The established stars would look optimistically to representing the country in the Test matches against the visiting side while the others would look upon their performances in the Ranji Trophy and Duleep Trophy games to boost their chances of becoming international players. There was a perceptible excitement in the air even for the cricket fans who had been deprived of action involving the Indian stars for a long time.
These days, of course, there is no season per se. Cricket is played around the year with every country involved in tours, Tests, tournaments, bilateral contests of ODIs and T-20 internationals and other sundry engagements. At times we have had all ten Test playing countries being engaged at the same time.
India being the nerve centre of international cricket and its financial powerhouse is easily the most popular side and even as I write this the New Zealand A team is in this country for a series of matches.
The fact however remains that despite playing a number of international matches including the Champions Trophy, India have not played a Test match since the final Test against Australia at New Delhi in March. Limited over games do have their charm and none can dispute their enormous popularity, but Test matches have an aura all their own.
Cricketers admit that despite the popularity and the huge amounts of money associated with the shorter formats of the game, nothing gives them more satisfaction than a good performance at the Test level. It separates the men from the boys, so to say, and from this angle the 2013-14 season could well be a very important one for the Indian team.

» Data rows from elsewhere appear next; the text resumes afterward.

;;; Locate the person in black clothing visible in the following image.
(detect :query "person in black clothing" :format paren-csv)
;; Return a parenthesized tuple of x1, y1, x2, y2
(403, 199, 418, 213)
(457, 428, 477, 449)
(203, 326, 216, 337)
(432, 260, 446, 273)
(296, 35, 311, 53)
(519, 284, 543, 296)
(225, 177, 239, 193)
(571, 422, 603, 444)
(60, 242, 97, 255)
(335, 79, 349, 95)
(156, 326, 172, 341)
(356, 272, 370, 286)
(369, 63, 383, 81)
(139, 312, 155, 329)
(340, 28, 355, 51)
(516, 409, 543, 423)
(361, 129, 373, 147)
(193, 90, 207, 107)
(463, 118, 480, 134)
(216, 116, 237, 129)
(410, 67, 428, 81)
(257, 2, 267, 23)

As I said the Indians have not played a Test since March and their next match is not until November when they take on West Indies in a hastily arranged two-match series at home before going to South Africa. That trip, however, hangs in the balance at the moment though one hopes it comes through for it will provide the ultimate test for the Indians.
That tour is going to be crucial for Indian cricket in more ways than one. For starters, India don’t have a very encouraging record in that country, having won but two and lost seven of 15 Tests played there over the last 21 years. Moreover, South Africa at the moment at firmly perched on top of the ICC Test rankings, well ahead of India who recently slid to third place following England’s thrashing of Australia.

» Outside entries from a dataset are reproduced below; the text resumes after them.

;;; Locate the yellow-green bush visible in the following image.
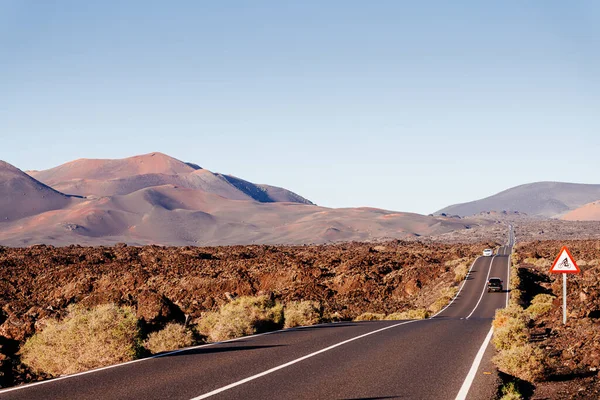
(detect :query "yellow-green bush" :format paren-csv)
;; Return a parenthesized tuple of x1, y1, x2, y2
(385, 309, 429, 320)
(20, 304, 141, 376)
(526, 303, 553, 318)
(143, 323, 195, 354)
(530, 294, 555, 305)
(354, 312, 385, 321)
(492, 305, 529, 350)
(526, 293, 555, 318)
(428, 286, 458, 314)
(493, 343, 546, 382)
(500, 381, 522, 400)
(197, 296, 284, 342)
(454, 263, 469, 282)
(284, 301, 321, 328)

Even as India completed a clean sweep of the four-Test series against Australia earlier this year, the cynics were already talking of ''wait till the cricketers play in South Africa'' fully aware that Kallis and Amla, Smith and de Villiers, Steyn and Morkel and Philander would prove to be very different – and difficult – opposition.

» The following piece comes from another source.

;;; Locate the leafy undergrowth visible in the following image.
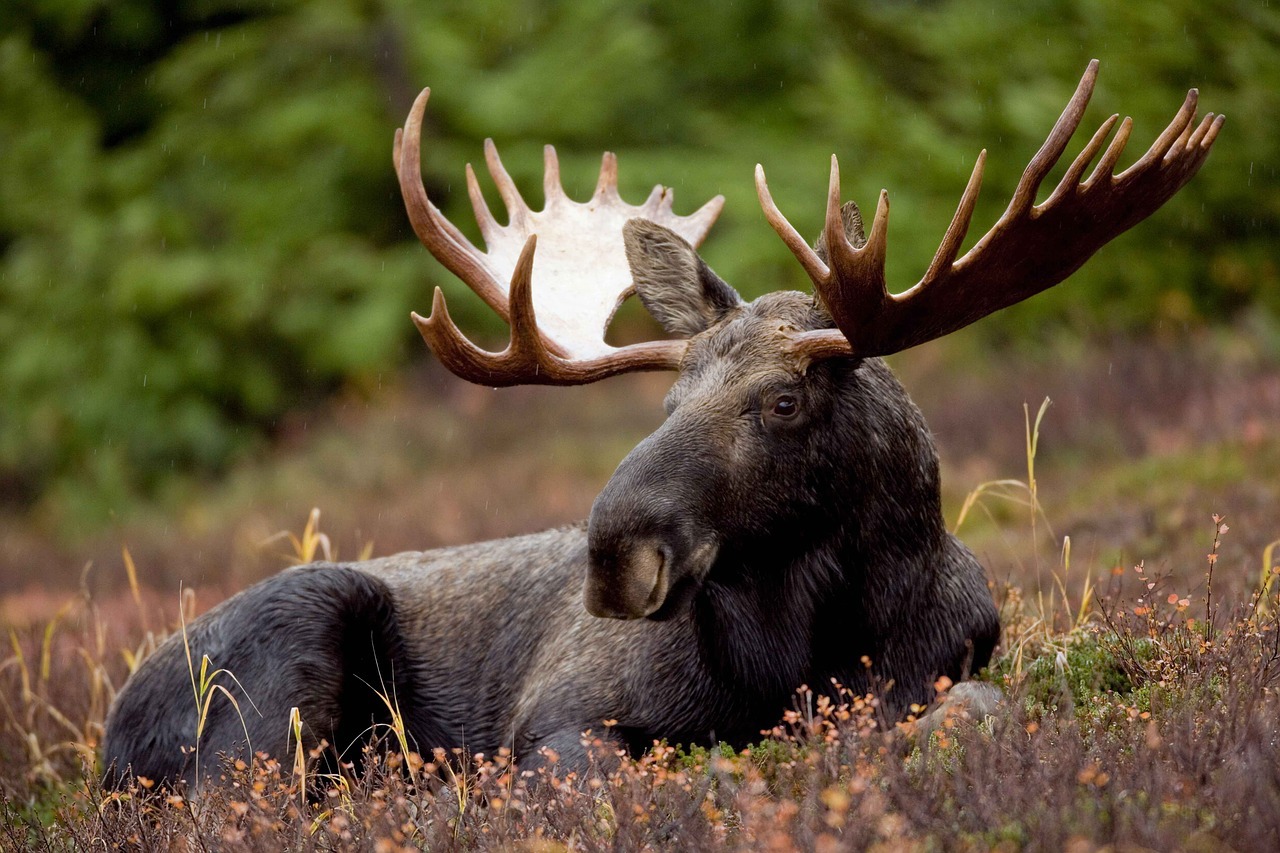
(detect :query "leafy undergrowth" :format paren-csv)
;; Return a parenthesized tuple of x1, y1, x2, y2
(4, 334, 1280, 848)
(3, 518, 1280, 850)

India, however, can take heart from the fact that their victories in South Africa have been notched up on their last two tours of that country giving rise to the hope that they have finally come to terms with conditions there. Moreover for the first time they emerged with a shared series the last time out there three years ago.
But I would like to think that there is one more reason to be optimistic and that is the state of Indian cricket today. Whatever the shenanigans the administrators may indulge in, off the field the cricketers have kept their focus on the game as it should be played. The impressive showing in limited overs cricket is something to be enthused about, but one has the distinct feeling that great days are ahead for the Test squad too.
The loss to England in late 2012 – the first time they won a Test series in this country for 28 years – was no doubt a major setback but it must not be forgotten that it was sandwiched by six straight wins against New Zealand and Australia. The triumph against Australia was particularly pleasing for whatever the woes associated with the current Aussie squad, they are never easy to beat and to win every match of a four-Test series constitutes a notable achievement.
What made it even more commendable was it was achieved by a side in transition. Some stalwarts had retired, other stars – or in some cases superstars – were out of favour following failures and so it was largely a reconstituted squad that played in the Tests last season and overall, it was a most encouraging show. And now that the youngsters have performed well and the team is wearing a balanced and well settled look, one can reasonably accept a better showing in future – even in South Africa.
And what makes the Indian cricket fan that much more optimistic is that the reserve strength is very strong going by recent events. There are a number of young players coming up and the Sandip Patil-led selection committee has made it clear that they are going to follow a youth policy.
Looking ahead and not turning the clock back is going to be their mantra. And in this regard it was great to read about coach Duncan Fletcher endorsing this move in a most enthusiastic manner. Impressed by the boys faring admirably on the A tour of South Africa last month, Fletcher has advised the selectors to keep giving more opportunities to young players instead of falling back to those currently out of the side.
He also advocated that current Indian players as well as members of the A team should form the crux of the Indian squad in the near future. Don’t look back, stick to the youth policy and it will augur well for Indian cricket is the gist of the message that Fletcher has conveyed to the selectors and in this upbeat scenario, with everyone working in the same direction, it is easy to see why there is much optimism about Indian cricket’s future.